But on what basis did the justices disagree with the Bush-era panel? They never explained. To make matters more confusing, we can only guess at their meaning by looking at the second case considered Monday, which challenged a North Dakota map with strong claims of discrimination against Indigenous Americans. As in the Mississippi case, the state argued—and here the 8th U.S. Circuit Court of Appeals held—that these privately brought cases are never allowed.
What the 8th Circuit did here was seek to undermine existing precedent from below. The high court had considered the issue in a 1995 case, Morse v. Republican Party of Virginia, holding that private enforcement is allowed under Sections 5 and 10 of the VRA. That decision struck down a poll tax that the Republican Party had tried to require to participate in its primary. As Jackson explained, because Morse addresses this issue, the court could have reversed the 8th Circuit’s decision even without argument. Instead, the justices again sent the case back to the circuit court to reconsider in light of Callais.

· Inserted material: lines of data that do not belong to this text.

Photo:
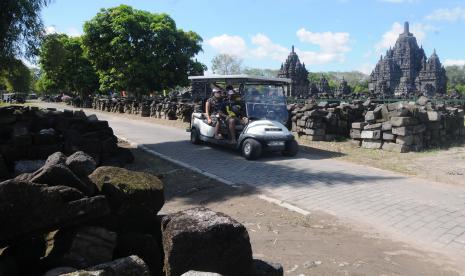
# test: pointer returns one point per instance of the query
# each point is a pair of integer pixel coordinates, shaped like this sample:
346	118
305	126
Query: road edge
266	198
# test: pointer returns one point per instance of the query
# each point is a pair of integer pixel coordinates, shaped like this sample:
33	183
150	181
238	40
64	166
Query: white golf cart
263	100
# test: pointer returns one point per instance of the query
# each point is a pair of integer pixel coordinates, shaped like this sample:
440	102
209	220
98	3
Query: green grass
25	104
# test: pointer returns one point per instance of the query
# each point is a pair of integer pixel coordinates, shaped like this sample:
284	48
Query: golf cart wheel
291	149
251	149
195	137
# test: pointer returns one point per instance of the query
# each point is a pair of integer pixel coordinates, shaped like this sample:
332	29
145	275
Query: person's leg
232	129
217	123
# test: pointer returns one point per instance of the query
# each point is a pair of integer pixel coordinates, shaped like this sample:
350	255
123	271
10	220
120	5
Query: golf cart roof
239	79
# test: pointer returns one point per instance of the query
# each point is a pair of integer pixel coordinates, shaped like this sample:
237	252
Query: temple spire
406	28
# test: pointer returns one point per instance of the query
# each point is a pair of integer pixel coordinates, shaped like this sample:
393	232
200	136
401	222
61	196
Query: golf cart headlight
273	129
276	143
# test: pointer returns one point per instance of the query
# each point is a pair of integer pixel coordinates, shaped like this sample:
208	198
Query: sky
329	35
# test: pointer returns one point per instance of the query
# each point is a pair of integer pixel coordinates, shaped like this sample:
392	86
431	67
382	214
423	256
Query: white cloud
226	44
333	47
400	1
266	48
366	68
73	32
457	62
450	15
389	38
329	42
50	29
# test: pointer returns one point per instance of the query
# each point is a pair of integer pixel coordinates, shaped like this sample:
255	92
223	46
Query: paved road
424	212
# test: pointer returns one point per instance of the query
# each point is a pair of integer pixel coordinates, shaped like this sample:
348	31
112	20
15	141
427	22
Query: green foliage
20	28
224	64
64	66
455	79
361	87
16	77
139	51
260	72
357	80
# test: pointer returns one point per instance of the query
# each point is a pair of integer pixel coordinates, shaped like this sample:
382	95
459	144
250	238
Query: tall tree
139	51
224	64
20	28
65	67
260	72
80	75
16	77
51	60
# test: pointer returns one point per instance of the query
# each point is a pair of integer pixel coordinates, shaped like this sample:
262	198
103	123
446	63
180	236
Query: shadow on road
271	171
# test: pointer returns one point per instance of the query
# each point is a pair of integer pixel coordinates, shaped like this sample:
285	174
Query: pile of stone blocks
324	121
30	134
404	127
70	217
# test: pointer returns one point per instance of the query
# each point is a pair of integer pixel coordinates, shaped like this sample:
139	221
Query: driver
234	114
214	108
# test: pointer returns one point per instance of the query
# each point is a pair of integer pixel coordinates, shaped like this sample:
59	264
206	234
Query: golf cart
264	107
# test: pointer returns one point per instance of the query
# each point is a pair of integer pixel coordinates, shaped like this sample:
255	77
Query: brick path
421	211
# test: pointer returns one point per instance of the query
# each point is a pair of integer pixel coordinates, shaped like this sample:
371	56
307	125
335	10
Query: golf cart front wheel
195	136
291	149
251	149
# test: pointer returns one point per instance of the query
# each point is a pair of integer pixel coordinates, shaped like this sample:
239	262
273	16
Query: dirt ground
445	165
316	244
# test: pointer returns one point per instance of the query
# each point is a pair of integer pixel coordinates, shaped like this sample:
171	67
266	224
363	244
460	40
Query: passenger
235	114
214	110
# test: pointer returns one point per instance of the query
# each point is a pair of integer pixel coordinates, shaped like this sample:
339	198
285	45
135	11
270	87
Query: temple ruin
297	72
405	70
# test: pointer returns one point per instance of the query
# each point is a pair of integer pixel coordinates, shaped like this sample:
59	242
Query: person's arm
207	111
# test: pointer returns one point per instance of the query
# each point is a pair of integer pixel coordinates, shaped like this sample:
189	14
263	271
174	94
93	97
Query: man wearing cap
214	109
234	112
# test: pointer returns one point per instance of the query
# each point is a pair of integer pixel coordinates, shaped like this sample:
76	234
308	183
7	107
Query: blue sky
336	35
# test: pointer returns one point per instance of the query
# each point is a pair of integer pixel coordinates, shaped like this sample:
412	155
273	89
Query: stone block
359	125
433	116
134	197
386	126
370	116
371	144
204	240
371	134
404	140
403	121
356	143
315	132
132	265
39	209
355	134
388	136
393	147
313	137
376	126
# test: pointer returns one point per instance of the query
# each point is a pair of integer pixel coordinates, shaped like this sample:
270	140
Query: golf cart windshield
265	102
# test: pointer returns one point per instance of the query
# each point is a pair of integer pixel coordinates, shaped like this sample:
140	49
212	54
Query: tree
456	79
80	75
224	64
139	51
16	77
20	28
260	72
65	67
51	60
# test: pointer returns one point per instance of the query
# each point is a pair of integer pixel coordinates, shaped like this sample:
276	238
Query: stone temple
297	72
405	70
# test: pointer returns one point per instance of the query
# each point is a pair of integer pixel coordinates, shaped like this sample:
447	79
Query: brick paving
422	211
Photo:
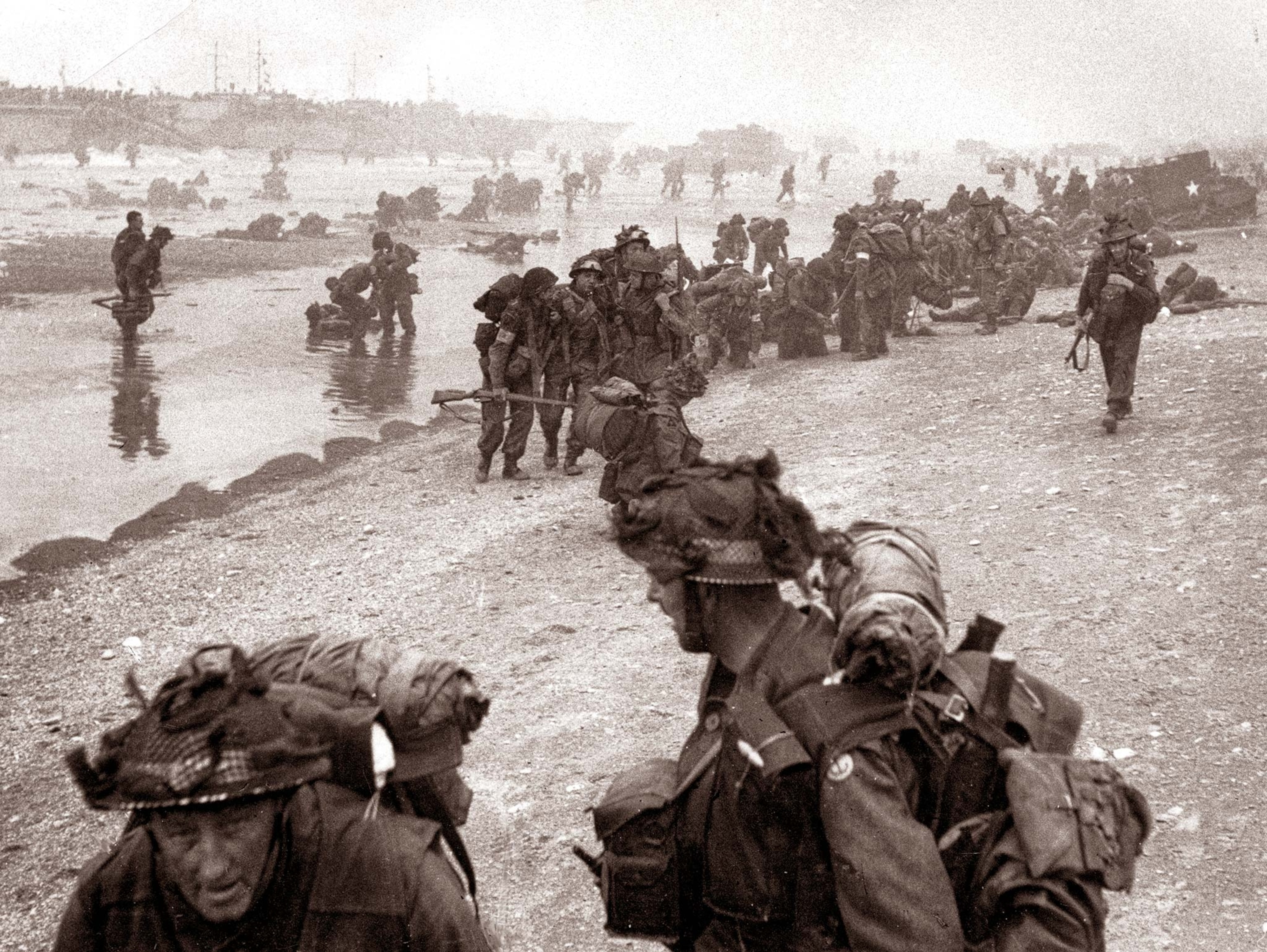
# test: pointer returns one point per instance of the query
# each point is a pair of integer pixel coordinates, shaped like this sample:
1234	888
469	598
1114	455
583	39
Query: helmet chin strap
693	635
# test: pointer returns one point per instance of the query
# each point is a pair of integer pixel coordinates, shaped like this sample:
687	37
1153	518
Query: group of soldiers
137	263
391	285
853	782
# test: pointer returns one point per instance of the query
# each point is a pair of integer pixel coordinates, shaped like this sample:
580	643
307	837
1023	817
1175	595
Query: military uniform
1122	310
787	185
588	334
528	350
872	295
815	813
907	269
808	299
340	883
493	304
772	246
726	304
989	245
346	294
394	288
127	244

To sum up, one lower court allows private enforcement of the VRA, and the Supreme Court throws out the opinion. A second court tries to ban private enforcement of the VRA, and the Supreme Court throws out that opinion too. There are at least two ways to try to reconcile these seemingly contradictory orders.

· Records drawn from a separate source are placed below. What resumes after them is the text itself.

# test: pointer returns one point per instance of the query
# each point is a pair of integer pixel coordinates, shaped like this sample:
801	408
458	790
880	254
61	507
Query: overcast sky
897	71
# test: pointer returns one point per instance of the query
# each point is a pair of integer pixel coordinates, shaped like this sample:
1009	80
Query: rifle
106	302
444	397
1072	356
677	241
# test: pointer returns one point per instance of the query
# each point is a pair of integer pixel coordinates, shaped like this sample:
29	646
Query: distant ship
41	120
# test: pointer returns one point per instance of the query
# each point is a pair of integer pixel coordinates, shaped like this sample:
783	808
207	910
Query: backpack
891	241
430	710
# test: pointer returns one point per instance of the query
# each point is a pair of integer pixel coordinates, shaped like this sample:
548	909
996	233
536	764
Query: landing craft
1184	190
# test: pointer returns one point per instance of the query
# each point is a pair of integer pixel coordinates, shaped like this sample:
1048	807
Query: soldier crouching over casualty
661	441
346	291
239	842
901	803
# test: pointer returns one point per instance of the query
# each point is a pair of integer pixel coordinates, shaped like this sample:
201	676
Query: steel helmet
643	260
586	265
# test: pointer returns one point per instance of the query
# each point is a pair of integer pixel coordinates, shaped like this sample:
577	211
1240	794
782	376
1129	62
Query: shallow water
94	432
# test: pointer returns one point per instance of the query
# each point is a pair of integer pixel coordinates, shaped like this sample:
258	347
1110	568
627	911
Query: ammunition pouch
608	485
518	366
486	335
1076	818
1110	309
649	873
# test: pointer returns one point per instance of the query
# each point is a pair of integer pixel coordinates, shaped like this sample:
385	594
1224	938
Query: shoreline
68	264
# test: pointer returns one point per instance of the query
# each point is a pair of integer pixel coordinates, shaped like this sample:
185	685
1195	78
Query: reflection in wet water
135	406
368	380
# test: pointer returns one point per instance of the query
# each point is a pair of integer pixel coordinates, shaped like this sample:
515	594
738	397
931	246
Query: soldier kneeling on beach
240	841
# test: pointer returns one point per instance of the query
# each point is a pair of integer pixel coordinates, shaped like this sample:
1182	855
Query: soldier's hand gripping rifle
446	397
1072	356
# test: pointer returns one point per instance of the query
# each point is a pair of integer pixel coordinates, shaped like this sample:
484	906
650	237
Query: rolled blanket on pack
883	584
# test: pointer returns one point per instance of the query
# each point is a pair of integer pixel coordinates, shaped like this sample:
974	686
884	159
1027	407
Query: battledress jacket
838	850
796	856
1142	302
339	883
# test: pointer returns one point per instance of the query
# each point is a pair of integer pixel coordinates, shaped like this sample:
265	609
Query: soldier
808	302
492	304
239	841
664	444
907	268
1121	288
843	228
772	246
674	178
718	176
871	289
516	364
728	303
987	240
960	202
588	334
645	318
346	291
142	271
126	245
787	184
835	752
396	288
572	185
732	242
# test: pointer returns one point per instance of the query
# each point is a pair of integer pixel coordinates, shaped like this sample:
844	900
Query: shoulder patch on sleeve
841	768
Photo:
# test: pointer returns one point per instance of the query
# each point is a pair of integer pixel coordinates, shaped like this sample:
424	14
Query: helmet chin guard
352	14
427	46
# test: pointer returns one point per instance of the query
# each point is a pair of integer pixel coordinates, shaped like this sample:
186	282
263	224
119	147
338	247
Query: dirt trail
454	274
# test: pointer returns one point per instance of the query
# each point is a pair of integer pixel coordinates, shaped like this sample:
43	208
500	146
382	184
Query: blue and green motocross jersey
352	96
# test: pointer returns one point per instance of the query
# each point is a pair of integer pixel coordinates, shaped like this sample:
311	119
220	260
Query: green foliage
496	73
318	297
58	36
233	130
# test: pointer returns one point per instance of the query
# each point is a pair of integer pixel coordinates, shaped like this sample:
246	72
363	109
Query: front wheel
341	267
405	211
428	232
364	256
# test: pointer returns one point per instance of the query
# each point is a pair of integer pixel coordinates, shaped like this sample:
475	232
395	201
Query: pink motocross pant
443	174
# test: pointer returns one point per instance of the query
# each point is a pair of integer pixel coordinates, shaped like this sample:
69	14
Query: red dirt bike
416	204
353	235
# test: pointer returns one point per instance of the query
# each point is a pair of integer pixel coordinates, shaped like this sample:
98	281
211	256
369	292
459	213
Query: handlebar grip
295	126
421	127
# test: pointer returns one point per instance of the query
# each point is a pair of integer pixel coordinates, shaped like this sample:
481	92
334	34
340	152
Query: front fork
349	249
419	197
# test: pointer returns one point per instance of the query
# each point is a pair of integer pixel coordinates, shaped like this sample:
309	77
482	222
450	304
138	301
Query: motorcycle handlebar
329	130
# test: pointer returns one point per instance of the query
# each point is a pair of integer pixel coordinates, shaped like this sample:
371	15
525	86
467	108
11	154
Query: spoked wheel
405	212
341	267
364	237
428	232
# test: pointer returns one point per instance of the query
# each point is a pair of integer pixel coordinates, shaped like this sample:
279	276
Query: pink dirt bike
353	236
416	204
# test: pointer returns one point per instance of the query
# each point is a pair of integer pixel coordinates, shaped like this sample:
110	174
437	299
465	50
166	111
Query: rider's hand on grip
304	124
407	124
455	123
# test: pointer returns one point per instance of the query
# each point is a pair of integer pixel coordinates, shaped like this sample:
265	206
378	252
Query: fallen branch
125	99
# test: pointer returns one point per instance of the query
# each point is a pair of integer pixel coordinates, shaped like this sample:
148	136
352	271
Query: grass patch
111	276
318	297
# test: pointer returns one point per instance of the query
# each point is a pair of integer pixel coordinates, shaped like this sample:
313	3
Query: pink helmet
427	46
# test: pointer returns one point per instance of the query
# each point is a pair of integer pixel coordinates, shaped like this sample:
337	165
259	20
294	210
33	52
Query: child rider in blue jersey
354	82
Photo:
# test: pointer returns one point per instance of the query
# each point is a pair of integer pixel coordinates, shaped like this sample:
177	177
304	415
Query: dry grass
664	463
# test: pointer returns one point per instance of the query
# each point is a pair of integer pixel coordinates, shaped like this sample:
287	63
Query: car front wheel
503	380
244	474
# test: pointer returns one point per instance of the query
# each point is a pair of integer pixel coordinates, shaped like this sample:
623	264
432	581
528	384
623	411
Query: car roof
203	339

The pessimistic reading of these two decisions is that the court is reconsidering the VRA’s private enforceability after 30 years, moving away from Morse. For the Morse opinion Jackson cites, Justice Clarence Thomas was already on the court. He dissented and argued that no private party should ever be able to bring a private redistricting claim. It’s worth emphasizing how drastic of a ruling that would be, as it would effectively eliminate all gerrymandering challenges when a Republican president controls the DOJ.

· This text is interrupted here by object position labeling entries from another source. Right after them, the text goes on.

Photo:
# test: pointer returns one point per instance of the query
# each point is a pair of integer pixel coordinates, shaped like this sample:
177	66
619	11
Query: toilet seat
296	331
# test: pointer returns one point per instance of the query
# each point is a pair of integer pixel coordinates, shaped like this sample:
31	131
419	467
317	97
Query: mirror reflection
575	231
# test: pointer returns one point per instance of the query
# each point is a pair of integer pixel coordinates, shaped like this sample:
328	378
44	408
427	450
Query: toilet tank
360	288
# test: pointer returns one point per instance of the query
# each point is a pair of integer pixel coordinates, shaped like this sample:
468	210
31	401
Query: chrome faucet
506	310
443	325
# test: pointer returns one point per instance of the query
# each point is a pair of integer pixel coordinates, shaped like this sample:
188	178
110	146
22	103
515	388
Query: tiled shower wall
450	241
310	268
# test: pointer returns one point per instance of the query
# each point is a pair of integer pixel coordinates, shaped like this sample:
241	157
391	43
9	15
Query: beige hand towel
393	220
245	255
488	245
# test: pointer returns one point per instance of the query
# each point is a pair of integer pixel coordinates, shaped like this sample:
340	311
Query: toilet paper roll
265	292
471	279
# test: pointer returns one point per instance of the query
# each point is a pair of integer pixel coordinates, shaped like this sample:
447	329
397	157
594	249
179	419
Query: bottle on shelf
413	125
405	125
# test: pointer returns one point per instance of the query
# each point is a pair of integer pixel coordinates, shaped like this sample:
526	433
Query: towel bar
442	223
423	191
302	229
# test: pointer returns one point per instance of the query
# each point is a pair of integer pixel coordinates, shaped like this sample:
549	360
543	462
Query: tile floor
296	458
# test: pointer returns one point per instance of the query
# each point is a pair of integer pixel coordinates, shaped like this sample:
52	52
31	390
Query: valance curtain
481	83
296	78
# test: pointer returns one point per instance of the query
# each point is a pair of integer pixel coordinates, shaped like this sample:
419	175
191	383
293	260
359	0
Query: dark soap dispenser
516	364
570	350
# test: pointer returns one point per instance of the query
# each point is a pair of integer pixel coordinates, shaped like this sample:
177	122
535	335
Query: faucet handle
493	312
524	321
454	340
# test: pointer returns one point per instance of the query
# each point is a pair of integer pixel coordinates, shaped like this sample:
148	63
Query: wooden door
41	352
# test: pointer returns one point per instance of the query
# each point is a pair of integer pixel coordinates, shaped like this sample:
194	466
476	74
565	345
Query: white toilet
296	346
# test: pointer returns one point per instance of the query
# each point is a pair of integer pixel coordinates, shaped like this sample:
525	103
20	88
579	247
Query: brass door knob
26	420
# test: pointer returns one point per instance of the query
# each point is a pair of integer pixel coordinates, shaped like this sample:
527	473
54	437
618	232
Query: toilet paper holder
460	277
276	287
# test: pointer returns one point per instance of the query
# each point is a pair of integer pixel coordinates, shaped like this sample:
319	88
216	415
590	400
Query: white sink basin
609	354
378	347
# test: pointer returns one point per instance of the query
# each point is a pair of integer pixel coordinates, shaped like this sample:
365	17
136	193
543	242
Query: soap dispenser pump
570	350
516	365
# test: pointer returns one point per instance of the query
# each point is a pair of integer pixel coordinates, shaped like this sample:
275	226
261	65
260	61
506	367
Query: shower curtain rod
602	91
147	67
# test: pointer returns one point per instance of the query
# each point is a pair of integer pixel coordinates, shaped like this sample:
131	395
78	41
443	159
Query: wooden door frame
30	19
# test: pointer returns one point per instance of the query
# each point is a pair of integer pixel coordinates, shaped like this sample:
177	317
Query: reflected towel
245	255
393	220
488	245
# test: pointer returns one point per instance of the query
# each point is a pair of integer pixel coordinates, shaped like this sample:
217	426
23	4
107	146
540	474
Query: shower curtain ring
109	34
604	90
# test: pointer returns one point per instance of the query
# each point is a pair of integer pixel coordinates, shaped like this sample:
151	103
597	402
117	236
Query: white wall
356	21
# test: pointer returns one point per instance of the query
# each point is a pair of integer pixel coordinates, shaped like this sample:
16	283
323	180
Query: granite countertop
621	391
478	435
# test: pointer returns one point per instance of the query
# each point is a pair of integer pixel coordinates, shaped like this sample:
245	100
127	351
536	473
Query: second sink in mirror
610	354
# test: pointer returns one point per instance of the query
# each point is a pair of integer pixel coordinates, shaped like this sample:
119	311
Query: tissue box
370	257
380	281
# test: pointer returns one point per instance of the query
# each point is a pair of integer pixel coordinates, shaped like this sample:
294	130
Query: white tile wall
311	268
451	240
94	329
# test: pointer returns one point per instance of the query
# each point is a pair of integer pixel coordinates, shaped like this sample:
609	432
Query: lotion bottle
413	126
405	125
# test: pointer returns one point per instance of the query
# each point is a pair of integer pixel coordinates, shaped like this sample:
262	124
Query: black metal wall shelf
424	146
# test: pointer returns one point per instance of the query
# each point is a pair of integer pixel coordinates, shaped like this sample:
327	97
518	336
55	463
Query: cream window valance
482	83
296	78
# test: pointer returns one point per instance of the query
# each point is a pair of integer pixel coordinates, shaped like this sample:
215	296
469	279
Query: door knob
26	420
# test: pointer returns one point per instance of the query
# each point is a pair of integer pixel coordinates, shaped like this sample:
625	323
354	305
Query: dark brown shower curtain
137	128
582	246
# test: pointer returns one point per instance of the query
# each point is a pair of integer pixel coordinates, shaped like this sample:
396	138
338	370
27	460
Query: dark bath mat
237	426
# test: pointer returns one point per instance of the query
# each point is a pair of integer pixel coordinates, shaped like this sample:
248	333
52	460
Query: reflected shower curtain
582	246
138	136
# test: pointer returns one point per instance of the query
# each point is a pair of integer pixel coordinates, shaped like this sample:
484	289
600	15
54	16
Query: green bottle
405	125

The optimistic reading of Monday’s order is that the majority of the court agrees that the VRA provides private enforceability, and that it overturned the Mississippi opinion because of that court’s simultaneous consideration of the mapmaking issues Callais does discuss. After all, the plaintiffs in Callais were themselves private enforcers of the VRA, and the court didn’t breathe a word about their claims being foreclosed on that ground. But if this were the reasoning, then the court could have said so. That it didn’t suggests that a significant coalition on the court actually wants to strip voters of their rights to bring VRA suits.
It’s also possible that the conservative justices are simply trying to avoid further discussion of its disastrous decision. After the public fallout from Callais, the justices went on press tours to bolster the court’s legitimacy. Meanwhile, Alito angrily lashed out when Jackson critiqued these shadow-docket decisions, like the one earlier this month in which the court exempted its typical procedural rule to make sure Callais went into effect immediately.
But regardless of the private enforceability issue, the court clearly wants everyone to shut up and pretend that Callais is business as usual. We should all take Jackson’s cue and recognize that this couldn’t be further from the truth.